Anyway, most of my shots are of her.









"MAH BALL!"














"hey, mom-lady, whatchu got?"






"BUT OF COURSE I speak Toy very well, yes."







"GIVE ME MAH TOY, MOM-LADY!!!"



















"hehehe"







"hahahahaha!"








"BAHAHAHAHAHAHAHAHAHAHAHAHA"







"OMGZ ROTFLMAO GTFO, that's funny schtuff, mom-lady!"














BEST EARS. EVER.














"Oh no.  I didn't mean to get the door all dirty.  Can I come inside anyway, plz?"







THE END.


----------



## sarallyn (May 30, 2008)

YAYA ella.


----------



## Chewbecca (May 31, 2008)

ohmygod.

Holy crap.  I didn't realize you liked photography!
YAY!  Now I don't feel so alone here.:mrgreen:
And where are the pics of Miss Gracie??? HUH?:mrgreen:


----------



## sarallyn (May 31, 2008)

Chewbecca said:


> ohmygod.
> 
> Holy crap.  I didn't realize you liked photography!
> YAY!  Now I don't feel so alone here.:mrgreen:
> And where are the pics of Miss Gracie??? HUH?:mrgreen:



I'm kinda into photography, but it's hard because I only have a film SLR.
maybe i'll post some good pictures of Gracie next week.

until then, MORE ELLA! :heart::heart::heart:


----------



## Chewbecca (May 31, 2008)

Well,  I am hoping to get some naked pics of her today (no collar or harness on, that is!), so when I do, I'll post them.:mrgreen:

I've been practicing taking my pictures of my son.  He's SOOO easy to take pictures of because he's a total ham for the camera.  He's always moving, always posing, and ALWAYS being goofy.


----------



## DRoberts (Jun 1, 2008)

My what big ears you have...
Love the "laughing dog"!


----------



## TrickyRic (Jun 2, 2008)

The background lets these shots down somewhat I feel. The shot with the ball, second to last, looks the most photogenic to me. That one stands out from the rest.


----------



## Chewbecca (Jun 2, 2008)

Droberts-
Glad you enjoyed the "laughing series".




TrickyRic said:


> The background lets these shots down somewhat I feel. The shot with the ball, second to last, looks the most photogenic to me.
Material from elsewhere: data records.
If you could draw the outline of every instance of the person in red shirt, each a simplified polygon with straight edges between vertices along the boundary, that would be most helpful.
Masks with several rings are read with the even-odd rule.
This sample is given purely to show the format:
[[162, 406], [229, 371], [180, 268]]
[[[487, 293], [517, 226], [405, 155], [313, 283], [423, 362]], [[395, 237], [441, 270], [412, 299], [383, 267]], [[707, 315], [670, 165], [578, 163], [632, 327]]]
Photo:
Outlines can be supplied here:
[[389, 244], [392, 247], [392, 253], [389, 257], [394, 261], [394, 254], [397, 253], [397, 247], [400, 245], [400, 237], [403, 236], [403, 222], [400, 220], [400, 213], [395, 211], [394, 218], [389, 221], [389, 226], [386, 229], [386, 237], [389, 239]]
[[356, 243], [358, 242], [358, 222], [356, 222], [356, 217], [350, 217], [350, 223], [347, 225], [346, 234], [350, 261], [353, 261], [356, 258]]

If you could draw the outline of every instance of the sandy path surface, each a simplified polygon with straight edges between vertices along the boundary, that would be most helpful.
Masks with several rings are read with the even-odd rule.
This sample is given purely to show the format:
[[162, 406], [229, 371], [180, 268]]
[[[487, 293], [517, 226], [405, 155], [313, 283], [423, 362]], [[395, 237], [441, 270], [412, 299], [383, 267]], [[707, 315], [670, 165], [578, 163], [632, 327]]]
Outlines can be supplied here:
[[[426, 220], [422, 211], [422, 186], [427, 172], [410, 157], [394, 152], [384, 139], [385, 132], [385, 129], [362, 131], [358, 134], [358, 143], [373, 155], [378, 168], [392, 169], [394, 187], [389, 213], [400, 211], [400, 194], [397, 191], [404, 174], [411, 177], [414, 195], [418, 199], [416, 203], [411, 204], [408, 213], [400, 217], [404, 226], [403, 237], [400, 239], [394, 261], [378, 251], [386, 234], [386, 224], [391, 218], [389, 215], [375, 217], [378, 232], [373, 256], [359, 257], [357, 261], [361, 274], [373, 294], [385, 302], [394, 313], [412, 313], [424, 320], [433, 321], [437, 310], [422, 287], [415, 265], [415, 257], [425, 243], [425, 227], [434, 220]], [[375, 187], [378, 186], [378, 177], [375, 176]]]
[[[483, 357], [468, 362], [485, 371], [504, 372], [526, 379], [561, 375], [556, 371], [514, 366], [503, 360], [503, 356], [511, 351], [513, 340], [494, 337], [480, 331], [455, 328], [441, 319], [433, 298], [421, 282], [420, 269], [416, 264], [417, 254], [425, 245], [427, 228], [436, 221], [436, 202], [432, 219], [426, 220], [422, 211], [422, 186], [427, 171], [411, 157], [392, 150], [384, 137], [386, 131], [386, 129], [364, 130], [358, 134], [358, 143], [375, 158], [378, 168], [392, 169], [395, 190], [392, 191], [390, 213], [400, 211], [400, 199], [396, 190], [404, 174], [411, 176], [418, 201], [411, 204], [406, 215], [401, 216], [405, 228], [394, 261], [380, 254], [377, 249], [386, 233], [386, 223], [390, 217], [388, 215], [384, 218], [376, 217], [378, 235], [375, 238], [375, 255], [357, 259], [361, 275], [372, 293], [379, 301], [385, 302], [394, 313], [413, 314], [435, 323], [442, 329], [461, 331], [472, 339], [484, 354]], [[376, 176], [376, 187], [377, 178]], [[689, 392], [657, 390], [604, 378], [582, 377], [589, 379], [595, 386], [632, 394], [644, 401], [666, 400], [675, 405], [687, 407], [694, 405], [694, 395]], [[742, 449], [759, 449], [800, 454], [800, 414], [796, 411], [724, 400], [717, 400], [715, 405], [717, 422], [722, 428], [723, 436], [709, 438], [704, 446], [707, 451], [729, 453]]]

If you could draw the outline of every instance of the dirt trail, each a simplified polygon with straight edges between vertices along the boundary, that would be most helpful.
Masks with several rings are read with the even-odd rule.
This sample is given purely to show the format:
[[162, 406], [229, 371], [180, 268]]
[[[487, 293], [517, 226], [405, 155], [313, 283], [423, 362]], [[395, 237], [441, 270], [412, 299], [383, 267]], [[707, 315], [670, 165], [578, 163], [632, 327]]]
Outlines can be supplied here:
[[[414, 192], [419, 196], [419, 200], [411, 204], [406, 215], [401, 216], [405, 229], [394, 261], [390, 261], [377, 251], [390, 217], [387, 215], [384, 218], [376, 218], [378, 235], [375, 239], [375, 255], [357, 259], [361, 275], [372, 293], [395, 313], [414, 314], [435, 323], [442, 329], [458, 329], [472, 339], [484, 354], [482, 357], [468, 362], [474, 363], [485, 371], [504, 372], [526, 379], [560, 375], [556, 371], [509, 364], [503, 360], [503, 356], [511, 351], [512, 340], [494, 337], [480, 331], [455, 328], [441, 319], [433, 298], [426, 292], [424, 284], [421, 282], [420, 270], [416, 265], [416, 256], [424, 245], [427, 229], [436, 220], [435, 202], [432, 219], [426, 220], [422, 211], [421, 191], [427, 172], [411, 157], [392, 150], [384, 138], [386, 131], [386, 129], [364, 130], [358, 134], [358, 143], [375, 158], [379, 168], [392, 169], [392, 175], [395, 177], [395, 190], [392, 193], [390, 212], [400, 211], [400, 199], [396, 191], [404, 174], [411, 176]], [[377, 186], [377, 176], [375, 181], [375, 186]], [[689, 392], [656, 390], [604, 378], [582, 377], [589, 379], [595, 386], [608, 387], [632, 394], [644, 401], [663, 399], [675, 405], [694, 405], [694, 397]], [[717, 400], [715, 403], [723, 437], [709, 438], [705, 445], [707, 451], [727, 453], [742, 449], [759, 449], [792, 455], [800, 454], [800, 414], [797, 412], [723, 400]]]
That one stands out from the rest.



TrickyRic,

I really appreciate your opinion.  I didn't post these for critique and criticism, but I welcome it anyway.
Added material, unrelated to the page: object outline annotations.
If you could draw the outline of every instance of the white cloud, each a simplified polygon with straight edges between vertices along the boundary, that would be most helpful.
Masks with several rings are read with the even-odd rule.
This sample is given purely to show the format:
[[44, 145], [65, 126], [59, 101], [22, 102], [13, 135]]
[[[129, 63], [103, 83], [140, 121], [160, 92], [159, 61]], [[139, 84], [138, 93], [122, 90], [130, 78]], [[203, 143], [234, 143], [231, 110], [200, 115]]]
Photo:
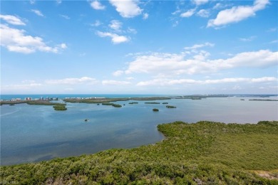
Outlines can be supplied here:
[[249, 36], [248, 38], [240, 38], [240, 41], [243, 41], [243, 42], [250, 42], [252, 41], [256, 36]]
[[128, 78], [126, 78], [126, 80], [133, 80], [135, 78], [133, 77], [128, 77]]
[[268, 0], [255, 0], [253, 6], [233, 6], [222, 10], [218, 13], [215, 19], [209, 20], [207, 27], [219, 27], [254, 16], [256, 11], [264, 9], [268, 4]]
[[90, 4], [96, 10], [104, 10], [105, 9], [105, 6], [102, 5], [98, 1], [93, 1]]
[[123, 23], [117, 20], [113, 20], [109, 24], [109, 27], [116, 31], [120, 31]]
[[137, 0], [110, 0], [110, 3], [116, 8], [120, 15], [125, 18], [132, 18], [141, 14], [143, 9], [138, 6]]
[[125, 36], [119, 36], [115, 33], [112, 33], [109, 32], [101, 32], [97, 31], [96, 34], [100, 37], [110, 37], [112, 38], [111, 41], [114, 44], [128, 42], [130, 38]]
[[[204, 44], [205, 45], [205, 44]], [[190, 48], [200, 47], [195, 45]], [[268, 50], [244, 52], [226, 59], [210, 60], [205, 51], [180, 53], [153, 53], [135, 56], [128, 63], [125, 74], [148, 73], [180, 75], [217, 72], [239, 67], [262, 68], [277, 65], [278, 52]]]
[[9, 51], [22, 53], [31, 53], [36, 51], [58, 53], [61, 49], [66, 48], [65, 43], [55, 47], [48, 46], [41, 38], [26, 36], [24, 30], [9, 28], [6, 25], [1, 25], [0, 31], [1, 46]]
[[88, 83], [88, 84], [95, 84], [98, 81], [95, 78], [89, 78], [89, 77], [82, 77], [81, 78], [64, 78], [61, 80], [46, 80], [46, 84], [54, 84], [54, 85], [75, 85], [75, 84], [83, 84], [83, 83]]
[[180, 16], [181, 17], [190, 17], [190, 16], [192, 16], [194, 13], [195, 12], [195, 9], [190, 9], [182, 14], [180, 14]]
[[99, 20], [96, 20], [95, 23], [91, 23], [91, 26], [98, 27], [101, 26], [102, 23]]
[[196, 5], [201, 5], [207, 3], [208, 0], [192, 0], [193, 3]]
[[136, 34], [137, 33], [137, 31], [135, 29], [131, 28], [128, 28], [127, 31], [128, 33], [133, 33], [133, 34]]
[[272, 41], [269, 43], [278, 43], [278, 40]]
[[143, 19], [147, 19], [149, 17], [149, 14], [147, 13], [145, 13], [143, 14]]
[[60, 16], [63, 17], [63, 18], [66, 18], [66, 19], [71, 19], [71, 18], [68, 16], [66, 16], [66, 15], [60, 15]]
[[39, 10], [31, 9], [31, 11], [35, 13], [37, 16], [44, 16], [43, 14]]
[[195, 44], [194, 46], [190, 46], [190, 47], [185, 47], [185, 50], [195, 50], [195, 49], [198, 49], [198, 48], [203, 48], [205, 46], [212, 47], [214, 46], [215, 46], [214, 43], [207, 42], [207, 43], [202, 43], [202, 44]]
[[[222, 78], [217, 80], [196, 80], [193, 79], [165, 79], [158, 78], [152, 80], [141, 81], [136, 85], [147, 86], [147, 85], [207, 85], [207, 84], [220, 84], [220, 83], [263, 83], [269, 82], [278, 82], [278, 79], [274, 77], [262, 77], [258, 78]], [[236, 85], [238, 87], [238, 85]]]
[[276, 31], [277, 30], [277, 28], [269, 28], [269, 29], [267, 30], [267, 32], [274, 32], [274, 31]]
[[201, 17], [208, 17], [210, 16], [210, 11], [201, 9], [197, 13], [197, 14]]
[[113, 73], [113, 75], [114, 76], [120, 76], [121, 75], [123, 75], [123, 73], [124, 73], [123, 70], [118, 70]]
[[0, 18], [4, 20], [7, 23], [14, 25], [26, 25], [19, 18], [10, 15], [1, 15], [0, 14]]
[[102, 84], [104, 85], [130, 85], [130, 82], [127, 81], [117, 81], [117, 80], [103, 80]]

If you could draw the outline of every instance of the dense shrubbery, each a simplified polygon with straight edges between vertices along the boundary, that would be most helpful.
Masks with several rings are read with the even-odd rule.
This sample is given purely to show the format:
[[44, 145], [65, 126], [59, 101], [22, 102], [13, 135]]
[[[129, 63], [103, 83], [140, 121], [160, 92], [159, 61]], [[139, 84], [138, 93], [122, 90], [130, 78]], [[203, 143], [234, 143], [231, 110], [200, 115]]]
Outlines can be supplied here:
[[[155, 144], [1, 166], [1, 181], [21, 184], [278, 183], [278, 122], [176, 122], [158, 127], [166, 138]], [[259, 176], [257, 170], [269, 178]]]
[[138, 104], [138, 102], [129, 102], [128, 104]]
[[174, 108], [176, 108], [177, 107], [172, 106], [172, 105], [167, 105], [166, 107], [169, 108], [169, 109], [174, 109]]
[[122, 107], [122, 105], [120, 105], [115, 104], [115, 103], [112, 103], [112, 102], [103, 102], [102, 105], [111, 105], [111, 106], [113, 106], [114, 107]]
[[66, 110], [67, 108], [65, 105], [54, 105], [53, 106], [55, 110]]

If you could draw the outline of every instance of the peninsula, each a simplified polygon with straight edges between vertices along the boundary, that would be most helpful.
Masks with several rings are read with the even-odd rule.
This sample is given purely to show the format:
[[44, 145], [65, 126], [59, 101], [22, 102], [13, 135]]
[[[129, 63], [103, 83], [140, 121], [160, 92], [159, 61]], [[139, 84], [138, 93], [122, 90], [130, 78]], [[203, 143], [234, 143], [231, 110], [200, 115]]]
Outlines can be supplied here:
[[138, 148], [1, 166], [2, 184], [277, 184], [278, 122], [159, 125]]

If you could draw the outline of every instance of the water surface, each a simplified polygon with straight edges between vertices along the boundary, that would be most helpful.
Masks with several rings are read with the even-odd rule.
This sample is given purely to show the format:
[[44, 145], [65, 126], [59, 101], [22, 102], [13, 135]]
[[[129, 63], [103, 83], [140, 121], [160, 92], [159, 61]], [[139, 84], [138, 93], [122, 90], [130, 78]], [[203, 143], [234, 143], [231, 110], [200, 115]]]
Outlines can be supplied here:
[[[132, 148], [160, 141], [157, 125], [174, 121], [210, 120], [257, 123], [278, 120], [278, 102], [249, 101], [254, 97], [117, 102], [115, 108], [97, 104], [67, 103], [66, 111], [52, 106], [19, 104], [1, 106], [1, 164], [93, 154], [111, 148]], [[269, 99], [269, 97], [264, 97]], [[263, 98], [259, 98], [263, 99]], [[277, 97], [271, 99], [277, 99]], [[153, 101], [151, 101], [153, 102]], [[163, 105], [162, 102], [168, 102]], [[168, 109], [166, 105], [176, 106]], [[158, 112], [152, 111], [158, 108]], [[84, 122], [88, 119], [88, 122]]]

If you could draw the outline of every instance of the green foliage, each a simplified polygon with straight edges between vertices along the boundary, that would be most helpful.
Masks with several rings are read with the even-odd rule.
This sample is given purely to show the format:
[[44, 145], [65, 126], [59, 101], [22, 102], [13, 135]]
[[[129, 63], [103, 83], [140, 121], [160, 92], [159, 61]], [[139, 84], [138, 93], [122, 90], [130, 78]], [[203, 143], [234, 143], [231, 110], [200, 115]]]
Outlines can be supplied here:
[[167, 107], [167, 108], [169, 108], [169, 109], [175, 109], [175, 108], [176, 108], [177, 107], [172, 106], [172, 105], [167, 105], [166, 107]]
[[111, 105], [111, 106], [113, 106], [114, 107], [122, 107], [122, 105], [120, 105], [114, 104], [114, 103], [112, 103], [112, 102], [103, 102], [102, 105]]
[[[20, 184], [278, 184], [277, 122], [176, 122], [158, 128], [166, 138], [155, 144], [1, 166], [1, 181]], [[261, 171], [271, 178], [261, 176]]]
[[66, 105], [54, 105], [53, 106], [55, 110], [66, 110]]
[[264, 125], [267, 126], [278, 126], [278, 121], [260, 121], [258, 125]]

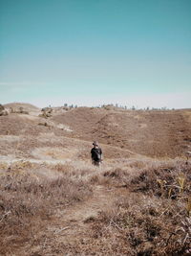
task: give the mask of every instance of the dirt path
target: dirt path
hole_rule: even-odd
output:
[[[112,209],[118,195],[127,195],[124,188],[108,189],[96,186],[93,196],[68,209],[55,211],[54,221],[50,222],[42,236],[39,247],[32,247],[31,255],[74,255],[74,249],[90,239],[90,223],[101,211]],[[114,197],[115,195],[115,197]],[[68,254],[69,250],[69,254]],[[39,253],[39,254],[38,254]]]

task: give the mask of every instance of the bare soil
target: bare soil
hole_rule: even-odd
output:
[[[123,207],[132,207],[133,213],[134,203],[141,205],[150,198],[156,207],[160,203],[162,208],[164,198],[158,201],[154,194],[144,194],[151,180],[153,187],[158,182],[153,174],[163,169],[178,170],[177,176],[168,180],[176,184],[187,163],[184,199],[179,202],[185,204],[190,192],[191,109],[133,111],[77,107],[66,111],[57,107],[46,119],[39,116],[39,108],[31,105],[6,105],[21,106],[29,114],[0,116],[0,231],[3,234],[0,255],[159,255],[152,254],[155,243],[150,240],[141,242],[142,247],[138,242],[135,245],[117,218],[122,218],[126,211]],[[98,140],[103,151],[100,168],[94,167],[90,159],[95,140]],[[144,179],[147,173],[142,175],[144,170],[152,174],[148,175],[148,180]],[[167,182],[165,175],[160,179]],[[136,188],[138,180],[138,188]],[[71,189],[67,184],[71,184]],[[23,191],[19,191],[20,187]],[[69,188],[68,192],[64,187]],[[85,193],[82,188],[87,188],[83,189]],[[25,196],[26,205],[21,205],[22,197],[16,202],[18,205],[14,205],[15,193]],[[137,202],[132,200],[134,195]],[[10,203],[5,197],[10,198]],[[36,205],[46,206],[43,214],[35,203],[30,205],[30,197],[35,198]],[[117,208],[120,202],[121,207]],[[22,207],[26,207],[26,212]],[[180,211],[182,217],[185,210]],[[143,210],[140,213],[146,215]],[[14,221],[13,216],[17,216],[18,221]],[[173,224],[169,226],[172,229]],[[134,226],[134,230],[138,228]],[[17,230],[21,230],[20,234]],[[138,232],[136,237],[143,231]],[[164,239],[167,241],[168,236]],[[166,249],[163,255],[179,255],[172,254],[176,249],[172,244],[167,248],[169,254]]]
These pics were taken mainly for fun because I had only gotten my camera 3 days before and was just practicing taking pics.  Nothing serious, just fun.

If you only knew how difficult it is to photograph that dog (especially in motion), you might change your opinion.:lmao:


----------



## TrickyRic (Jun 2, 2008)

Don't take my post too seriously, LOL. I personally take far too many 'Just for fun' shots and don't expect you to always think about composition.

However, when it comes to a shot of somebodies pet, the sentimental value only comes into account if you're the owner so unless the composition is there, it's hard for a shot like these to do anything for the average joe like me.


----------



## sarallyn (Jun 2, 2008)

This is just for fun TrickyRic, please don't C&C if not asked. Hence, "just for fun".


----------



## TrickyRic (Jun 2, 2008)

Wow I really didn't mean to cause a riot =). I was really only making a passing comment and I'm pretty sure Chewbecca understands this.



> I really appreciate your opinion. I didn't post these for critique and criticism, but I welcome it anyway.


----------